On Sunday I drove to Santa Cruz with Katie so I could put some money down on my new surfboard, which is being made as we speak! That was an adventure, the guy at Cowell’s surf shop was a total dick! I talked to him a week ago and he was cool, but his boss was out of town on Sunday, which I guess gave him license to be an ass. Taylor explained that I’m not as “hard core” as that guy because he works in a surf shop. He’s more of a surfer than I am, so he's allowed to be a dick. The same thing can be found in music stores, you’re not a real musician because you have an actual job. Apparently the only real musicians are found at Guitar Center and everyone else is just a poser. Fucking idiots!!!! Anyway, the guy at the surf shop wouldn’t take a credit card so I had to go to an ATM to get cash. The closest ATM was on the pier across the street. So Kate and I walked down the length of the pier only to find that the machine was broken. We then had to walk down to the boardwalk to use the ATM there. Where after getting some cash I forgot my card. I didn’t discover this until I got home. So I’m now cardless until the bank sends me a new one. Oh well, at least this time I got to pick my PIN. Last time I got a new card they changed my pin and didn’t tell me what the new one was. I called them and they said they couldn’t give out that information over the phone they’d have to send it to me. After waiting a week for the PIN reminder, after not being able to get the information over the phone because that wouldn’t be secure, I opened the letter to find out my PIN was 5555. That was their tower of security that couldn’t possibly be given out over the phone. 5555! I was pretty pissed. The new pin I picked is a little harder to guess. Don’t tell anyone but it’s 1234.

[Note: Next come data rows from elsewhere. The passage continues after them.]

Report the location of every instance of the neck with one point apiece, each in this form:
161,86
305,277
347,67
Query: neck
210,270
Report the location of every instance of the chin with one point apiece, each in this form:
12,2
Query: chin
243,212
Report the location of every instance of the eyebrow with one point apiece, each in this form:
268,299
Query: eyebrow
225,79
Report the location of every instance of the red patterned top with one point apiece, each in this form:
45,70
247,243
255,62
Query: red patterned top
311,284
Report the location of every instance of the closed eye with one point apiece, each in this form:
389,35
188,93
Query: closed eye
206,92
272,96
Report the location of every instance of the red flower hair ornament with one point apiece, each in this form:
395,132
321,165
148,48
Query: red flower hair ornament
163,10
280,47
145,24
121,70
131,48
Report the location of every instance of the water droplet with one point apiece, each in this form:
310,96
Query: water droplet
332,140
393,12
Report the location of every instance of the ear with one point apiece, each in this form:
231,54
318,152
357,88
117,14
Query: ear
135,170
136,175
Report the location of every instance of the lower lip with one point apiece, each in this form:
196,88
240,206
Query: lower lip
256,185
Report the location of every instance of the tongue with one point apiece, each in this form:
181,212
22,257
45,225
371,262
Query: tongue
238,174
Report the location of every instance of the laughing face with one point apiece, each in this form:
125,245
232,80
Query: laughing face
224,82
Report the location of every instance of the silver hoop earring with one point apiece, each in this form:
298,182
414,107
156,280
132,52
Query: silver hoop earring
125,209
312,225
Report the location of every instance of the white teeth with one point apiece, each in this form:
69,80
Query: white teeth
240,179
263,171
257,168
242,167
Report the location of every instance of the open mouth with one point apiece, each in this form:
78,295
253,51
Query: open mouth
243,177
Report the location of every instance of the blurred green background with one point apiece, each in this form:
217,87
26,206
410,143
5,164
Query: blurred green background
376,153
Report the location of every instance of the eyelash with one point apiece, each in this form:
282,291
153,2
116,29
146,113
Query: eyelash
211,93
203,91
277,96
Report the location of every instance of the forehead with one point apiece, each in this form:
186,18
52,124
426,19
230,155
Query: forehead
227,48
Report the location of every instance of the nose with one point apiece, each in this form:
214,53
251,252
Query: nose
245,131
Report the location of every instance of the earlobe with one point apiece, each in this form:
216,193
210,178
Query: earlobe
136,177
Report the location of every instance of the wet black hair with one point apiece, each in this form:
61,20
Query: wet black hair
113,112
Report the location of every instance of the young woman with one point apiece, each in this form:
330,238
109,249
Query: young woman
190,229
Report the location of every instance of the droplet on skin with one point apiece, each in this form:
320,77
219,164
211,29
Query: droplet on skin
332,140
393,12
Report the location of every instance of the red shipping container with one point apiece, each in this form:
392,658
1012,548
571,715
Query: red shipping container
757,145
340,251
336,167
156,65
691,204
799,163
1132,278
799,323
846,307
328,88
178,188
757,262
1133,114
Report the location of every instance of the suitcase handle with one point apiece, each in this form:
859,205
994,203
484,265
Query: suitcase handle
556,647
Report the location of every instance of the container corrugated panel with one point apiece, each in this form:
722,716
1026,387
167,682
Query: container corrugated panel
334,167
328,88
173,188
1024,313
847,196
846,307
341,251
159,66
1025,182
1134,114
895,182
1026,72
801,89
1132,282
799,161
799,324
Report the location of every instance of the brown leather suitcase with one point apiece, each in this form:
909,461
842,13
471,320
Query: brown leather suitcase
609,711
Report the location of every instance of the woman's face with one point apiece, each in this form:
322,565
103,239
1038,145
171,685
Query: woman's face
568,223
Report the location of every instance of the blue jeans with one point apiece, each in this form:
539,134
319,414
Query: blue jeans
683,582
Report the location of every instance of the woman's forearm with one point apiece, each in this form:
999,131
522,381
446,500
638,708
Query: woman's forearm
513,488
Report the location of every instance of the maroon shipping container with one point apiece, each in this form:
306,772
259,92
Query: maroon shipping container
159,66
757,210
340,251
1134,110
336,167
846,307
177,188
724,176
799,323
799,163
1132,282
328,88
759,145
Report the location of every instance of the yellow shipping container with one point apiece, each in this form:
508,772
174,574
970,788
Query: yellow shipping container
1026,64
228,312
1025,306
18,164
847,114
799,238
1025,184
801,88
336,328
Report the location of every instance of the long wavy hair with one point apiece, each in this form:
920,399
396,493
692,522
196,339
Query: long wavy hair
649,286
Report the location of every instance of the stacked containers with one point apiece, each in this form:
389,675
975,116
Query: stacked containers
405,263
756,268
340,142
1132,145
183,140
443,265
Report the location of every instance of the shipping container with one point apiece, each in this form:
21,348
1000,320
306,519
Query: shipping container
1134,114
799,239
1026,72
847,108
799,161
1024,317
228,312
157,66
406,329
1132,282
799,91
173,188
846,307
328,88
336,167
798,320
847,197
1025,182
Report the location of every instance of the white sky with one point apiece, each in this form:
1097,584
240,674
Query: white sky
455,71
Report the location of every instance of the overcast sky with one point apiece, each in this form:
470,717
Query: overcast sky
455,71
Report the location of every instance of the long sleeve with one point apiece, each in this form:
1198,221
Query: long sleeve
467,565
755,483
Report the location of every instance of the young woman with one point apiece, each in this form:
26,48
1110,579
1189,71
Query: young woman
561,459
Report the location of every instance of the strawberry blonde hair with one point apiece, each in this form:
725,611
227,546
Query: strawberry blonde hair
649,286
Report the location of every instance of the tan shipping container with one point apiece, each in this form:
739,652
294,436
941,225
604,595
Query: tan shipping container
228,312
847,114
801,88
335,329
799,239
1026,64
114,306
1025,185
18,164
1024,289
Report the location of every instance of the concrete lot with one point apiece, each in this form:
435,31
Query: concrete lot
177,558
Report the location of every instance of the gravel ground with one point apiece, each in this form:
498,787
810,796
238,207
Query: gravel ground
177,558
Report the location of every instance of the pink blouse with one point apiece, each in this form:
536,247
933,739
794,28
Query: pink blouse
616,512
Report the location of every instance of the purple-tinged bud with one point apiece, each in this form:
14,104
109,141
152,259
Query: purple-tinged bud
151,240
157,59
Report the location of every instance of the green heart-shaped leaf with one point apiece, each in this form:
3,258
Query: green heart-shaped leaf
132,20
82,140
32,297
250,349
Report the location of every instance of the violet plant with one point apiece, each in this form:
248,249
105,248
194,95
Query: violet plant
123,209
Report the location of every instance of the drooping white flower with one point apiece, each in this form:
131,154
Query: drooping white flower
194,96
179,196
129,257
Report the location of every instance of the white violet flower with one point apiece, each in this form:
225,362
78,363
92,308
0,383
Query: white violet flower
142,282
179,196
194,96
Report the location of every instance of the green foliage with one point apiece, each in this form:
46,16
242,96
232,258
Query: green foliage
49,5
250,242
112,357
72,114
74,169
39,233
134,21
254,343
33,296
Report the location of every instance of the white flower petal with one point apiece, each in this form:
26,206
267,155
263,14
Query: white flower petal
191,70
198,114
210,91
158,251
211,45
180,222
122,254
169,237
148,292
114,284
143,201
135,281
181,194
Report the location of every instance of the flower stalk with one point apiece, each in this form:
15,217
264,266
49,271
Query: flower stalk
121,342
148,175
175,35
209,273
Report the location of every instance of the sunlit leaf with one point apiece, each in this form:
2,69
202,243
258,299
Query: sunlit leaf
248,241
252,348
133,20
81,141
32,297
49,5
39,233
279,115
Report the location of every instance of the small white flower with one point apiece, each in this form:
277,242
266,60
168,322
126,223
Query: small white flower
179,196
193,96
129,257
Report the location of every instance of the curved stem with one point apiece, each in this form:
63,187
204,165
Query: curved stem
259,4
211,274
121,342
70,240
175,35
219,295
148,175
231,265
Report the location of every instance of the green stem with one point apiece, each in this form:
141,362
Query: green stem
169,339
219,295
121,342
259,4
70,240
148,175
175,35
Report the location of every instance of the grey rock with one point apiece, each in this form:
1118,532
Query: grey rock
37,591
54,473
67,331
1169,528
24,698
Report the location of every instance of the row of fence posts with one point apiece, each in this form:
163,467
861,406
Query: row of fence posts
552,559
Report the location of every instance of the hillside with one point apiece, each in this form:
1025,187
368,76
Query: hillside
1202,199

A random thought: I really enjoy going to Cosmo’s web site and reading my horoscope, because it usually tells me I’m going to meet the man of my dreams. Finding my prince charming around the next corner would probably be pretty exciting if I was gay, but since I’m not, it’s just a nice moment of levity in my crazy day.

Friday, November 03, 2000

T. G. I. F.
This spaghetti tastes funny

Thank God it’s Friday! This week has been terrible! I’ve been working late all week and nothing has seemed to go right. I’ve been trying to get something to work all week and it’s been a pain my ass, but I finally got it to work today before lunch! So I’m stoked. I’m looking forward to a relaxing weekend of doing nothing. The last 3 weeks I’ve been running around like crazy, so I’m not doing anything this weekend!

Taylor is leaving me this weekend to go on a bike ride in Solvang. Bastard! That means I’m going to have to surf by myself this weekend. If I drown it will be his fault! I hope he can live with that. Knowing he killed his best friend. Have fun buddy! Don’t worry about me!

I have blood worms! Relax it’s not an ailment I need ointment for, it’s food for my frog. I have a tropical fish tank in my cube at work. I have 6 fish and a little water frog. I haven’t had the frog for too long and he wasn’t eating the fish food so I went to the pet store and they told me I needed live blood worms. They’re these little red worms that look like vermicelli. I’m just waiting for someone to notice them in the office refrigerator. People steal food out of that fridge all the time, if they try and steal this they’re in for bit of a surprise.